On Tue, Aug 11, 2015 at 09:35:26PM -0400, sophia wrote:
> Past discussion of this includes: http://www.openwall.com/lists/oss-security/2015/08/11/16
> 
> Details of attack:
> https://blog.trailofbits.com/2015/07/21/hardware-side-channels-in-the-cloud/
[...]
> Brief Description: 
> Simultaneous multi-threading on current processors allows for one process to exploit out-of-order execution optimizations to leak information from co-executed processes. Conversely, this same setup allows for one process to force an increase or a decrease in out-of-order-execution optimizations in the other process, thereby effecting its computed values and control flow.

First of all, this is fine work.  Thank you for spending your time on it.

Then, can we try to summarize what the novelty in your research is?

Here's my take at it: the novelty is primarily in use of other than
direct timing measurements on the receiving or attacker end (instead,
you observe memory reordering, even though it's also dependent on
timings internally), and secondarily in targeting out-of-order execution
rather than caching.  (Yet another thing to target, and one I considered
and briefly played with on P4 with HT in 2005 when I saw Colin
Percival's paper, would be utilization of different execution units
within a core, which is measurable from another hardware thread running
on the same core.  Surprisingly, I am still unaware of published
research on that.)

That's great.  However, to figure out whether this poses a new
vulnerability (rather than "merely" a novel exploitation technique for
what were already considered vulnerabilities), we may want to determine
whether there (might) exist programs that are vulnerable to your attacks
yet invulnerable to previously known attacks.  Do these exist, and what
are they (or what would they be like)?

Of the 7 attack types you listed in your thesis, 2 through 7 don't
appear to be limited to your novel attack technique.  They are also
do-able by cache timings on the same hardware.  Do you agree?  Also,
for most systems the ability to deliberately construct a covert channel
between two processes or VMs isn't considered a vulnerability.  The
system designers would need to specifically claim to prevent covert
channels in order for this to become a vulnerability.

As to attack type 1, cryptographic key theft, I'd be interested in more
detail on it.  Am I correct that this attack relies on the victim
program doing secret-dependent branching or at least secret-dependent
indexing (in the latter case, out-of-order execution might be affected
by caching and by cache bank conflicts)?  If so, that same program
might be susceptible to a cache timing attack on its instruction fetches
(as well as execution unit utilization attack, but like I mentioned this
is surprisingly lacking published research), and in the latter case also
to the classic cache timing attack.  Now, "might be" is not same as
"always is", so there might be cases where your attack is the only known
one that works.  (For example, I think secret-dependent branching within
one cache line _might_ be unrealistic to attack as such, but might be
exploitable via its effect on out-of-order execution and memory
reordering, or via execution unit utilization.)

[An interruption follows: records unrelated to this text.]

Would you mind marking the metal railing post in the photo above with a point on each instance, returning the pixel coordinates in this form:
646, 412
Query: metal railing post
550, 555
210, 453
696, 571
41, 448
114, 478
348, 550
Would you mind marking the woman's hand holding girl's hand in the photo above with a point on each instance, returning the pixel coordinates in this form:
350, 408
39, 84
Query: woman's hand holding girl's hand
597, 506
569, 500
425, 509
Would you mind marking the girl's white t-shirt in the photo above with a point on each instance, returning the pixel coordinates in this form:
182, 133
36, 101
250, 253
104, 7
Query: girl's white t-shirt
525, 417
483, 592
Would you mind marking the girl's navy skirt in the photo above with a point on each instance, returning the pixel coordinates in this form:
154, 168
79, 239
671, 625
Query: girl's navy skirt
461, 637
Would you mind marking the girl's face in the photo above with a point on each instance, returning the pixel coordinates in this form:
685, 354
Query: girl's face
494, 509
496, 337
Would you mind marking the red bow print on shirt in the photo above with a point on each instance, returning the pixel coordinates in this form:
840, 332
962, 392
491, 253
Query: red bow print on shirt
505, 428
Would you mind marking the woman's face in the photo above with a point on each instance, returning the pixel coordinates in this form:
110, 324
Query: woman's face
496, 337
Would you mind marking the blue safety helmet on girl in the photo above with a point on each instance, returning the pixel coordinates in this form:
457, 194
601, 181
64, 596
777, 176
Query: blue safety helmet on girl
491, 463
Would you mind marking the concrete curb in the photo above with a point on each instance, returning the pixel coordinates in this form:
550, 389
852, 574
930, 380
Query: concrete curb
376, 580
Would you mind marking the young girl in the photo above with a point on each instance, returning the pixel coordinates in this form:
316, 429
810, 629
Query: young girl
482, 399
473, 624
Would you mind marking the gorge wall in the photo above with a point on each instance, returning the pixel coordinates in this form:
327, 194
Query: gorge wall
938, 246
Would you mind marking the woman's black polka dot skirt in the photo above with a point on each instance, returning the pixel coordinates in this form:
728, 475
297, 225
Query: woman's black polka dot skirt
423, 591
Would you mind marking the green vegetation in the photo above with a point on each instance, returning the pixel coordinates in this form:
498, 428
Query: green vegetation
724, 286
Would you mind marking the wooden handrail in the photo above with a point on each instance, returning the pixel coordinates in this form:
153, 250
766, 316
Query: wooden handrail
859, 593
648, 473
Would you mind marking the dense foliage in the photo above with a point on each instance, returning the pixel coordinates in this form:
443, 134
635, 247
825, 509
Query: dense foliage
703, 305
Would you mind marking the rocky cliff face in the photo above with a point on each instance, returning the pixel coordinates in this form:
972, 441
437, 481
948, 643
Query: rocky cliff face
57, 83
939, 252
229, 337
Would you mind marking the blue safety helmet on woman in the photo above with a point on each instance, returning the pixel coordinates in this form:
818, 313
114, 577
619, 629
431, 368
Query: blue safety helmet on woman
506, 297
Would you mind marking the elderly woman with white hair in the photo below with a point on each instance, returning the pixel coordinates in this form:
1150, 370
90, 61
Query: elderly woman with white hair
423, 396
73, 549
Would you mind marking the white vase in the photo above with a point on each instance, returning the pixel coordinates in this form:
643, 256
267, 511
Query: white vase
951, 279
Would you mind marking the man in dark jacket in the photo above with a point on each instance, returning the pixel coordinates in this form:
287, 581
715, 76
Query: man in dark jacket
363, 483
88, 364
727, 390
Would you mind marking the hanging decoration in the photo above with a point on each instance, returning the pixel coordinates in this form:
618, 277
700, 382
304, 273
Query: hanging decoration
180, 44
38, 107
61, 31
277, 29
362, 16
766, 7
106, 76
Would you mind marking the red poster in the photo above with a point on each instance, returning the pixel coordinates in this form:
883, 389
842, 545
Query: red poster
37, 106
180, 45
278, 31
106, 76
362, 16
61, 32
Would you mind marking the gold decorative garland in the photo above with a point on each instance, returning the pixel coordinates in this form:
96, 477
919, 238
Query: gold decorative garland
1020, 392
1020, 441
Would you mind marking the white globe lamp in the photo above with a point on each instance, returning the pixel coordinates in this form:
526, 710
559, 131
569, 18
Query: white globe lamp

Do I understand correctly that for attack type 1, there should be at
least 3 concurrent threads: the victim and two attacker threads (these
two would be performing reorder-"unsafe" memory operations between
themselves)?  And that at least the victim and one of the attacker
threads would need to be scheduled onto the same core (as different
hardware threads)?

Would you release the code, please?  So far, I only saw your receiver.py
and sender.py, which look like high-level wrappers for a demo, but lack
the substance.

Another aspect is whether "the issue" (the focus of your research) is
realistically fixable as a vulnerability anywhere.  I don't care about
CVEs much (and we'll see what MITRE says on this), but FWIW Colin
Percival's 2005 work did receive a CVE ID:

http://cve.mitre.org/cgi-bin/cvename.cgi?name=CVE-2005-0109

and there were a handful of security advisories, such as:

https://www.freebsd.org/security/advisories/FreeBSD-SA-05:09.htt.asc

At the time, only the workaround of disabling HT was suggested, but e.g.
the FreeBSD advisory also said:

"NOTE:  It is expected that future work in cryptographic libraries and
operating system schedulers may remedy this problem for many or most
users, without necessitating the disabling of Hyper-Threading
Technology.  Future advisories will address individual cases."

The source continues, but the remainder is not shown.